His medication was restarted. He finally saw his mental illness on September 6, 2019 – three days before he died.

The crown said the weight of the available evidence supported a conclusion that Frawley deliberately took his own life, but could not determine the extent, if any. there, which CTE contributed to his mental health problems and / or death.

“In the run-up to his death, Mr Frawley was suffering from a number of personal and professional pressures, and a severe decline in his mental state, with a reduction in the anxiety and depression he had been suffering from. about five years, ”Spanos found out.

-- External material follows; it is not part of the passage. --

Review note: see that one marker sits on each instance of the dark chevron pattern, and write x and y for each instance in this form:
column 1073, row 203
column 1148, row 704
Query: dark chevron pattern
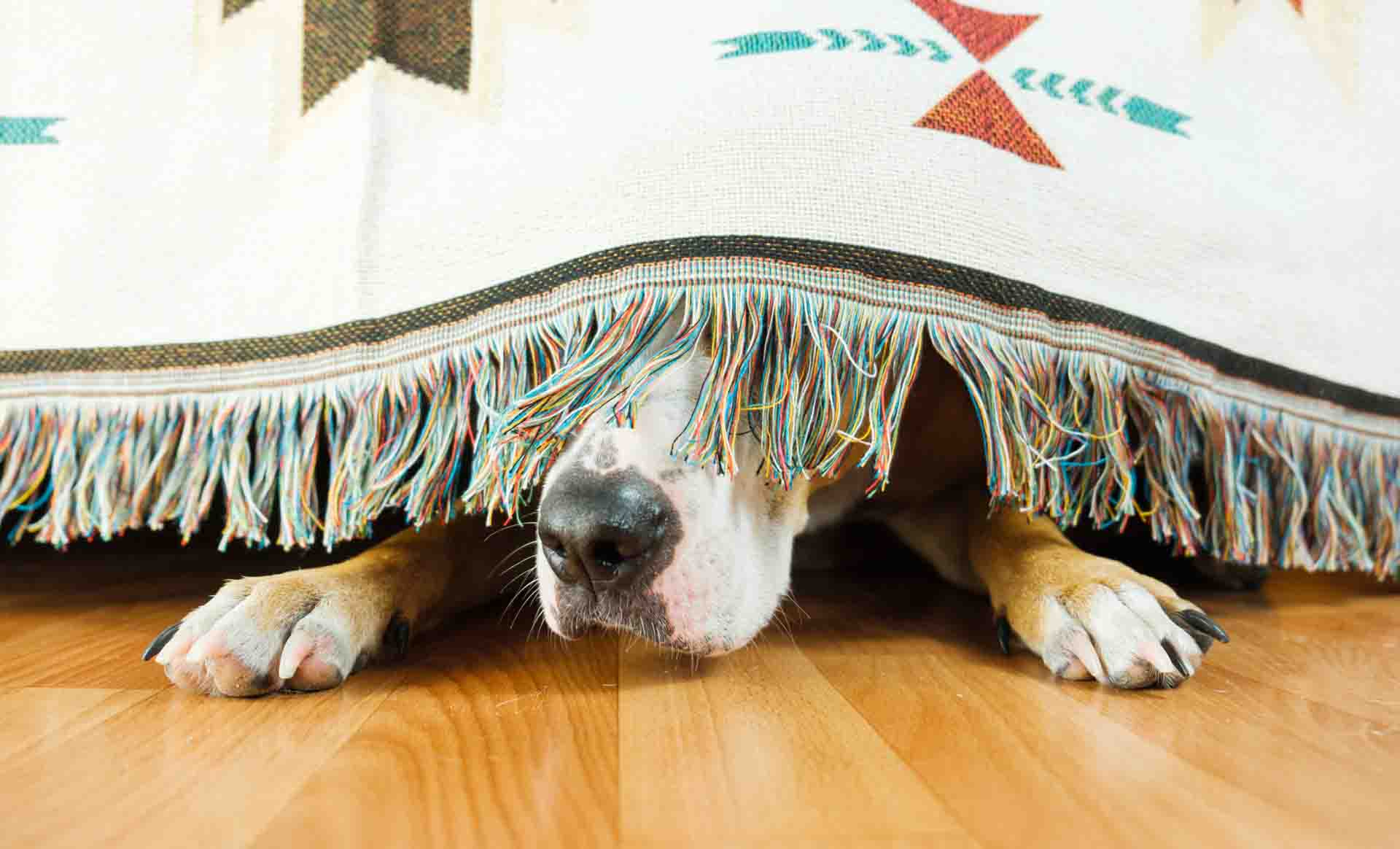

“At the very least, CTE is adding to Mr Frawley’s decline for many years before his death. The available evidence does not enable me to determine the specific suicidal stress that caused or contributed to Mr. Frawley’s death. ”

She found nothing to support any failures in Frawley’s clinical governance.

“Like many professional footballers, Mr. Frawley began his football career in his heyday and may have suffered head trauma before his personality was established,” Spanos wrote. “Coupled with this, the inability to diagnose CTE before death, confirms an assessment of the contribution of CTE to personality, behavior, any mental deficits or mental capacity.”

The coroner recommended the AFL and Australian Football League Players Association actively encourage players and, their posthumous legal representatives, donate their brains to the Australian Sports Brain Bank to contribute significantly to research on CTE.

Changes to coronation processes and practices to better identify CTE have also been proposed.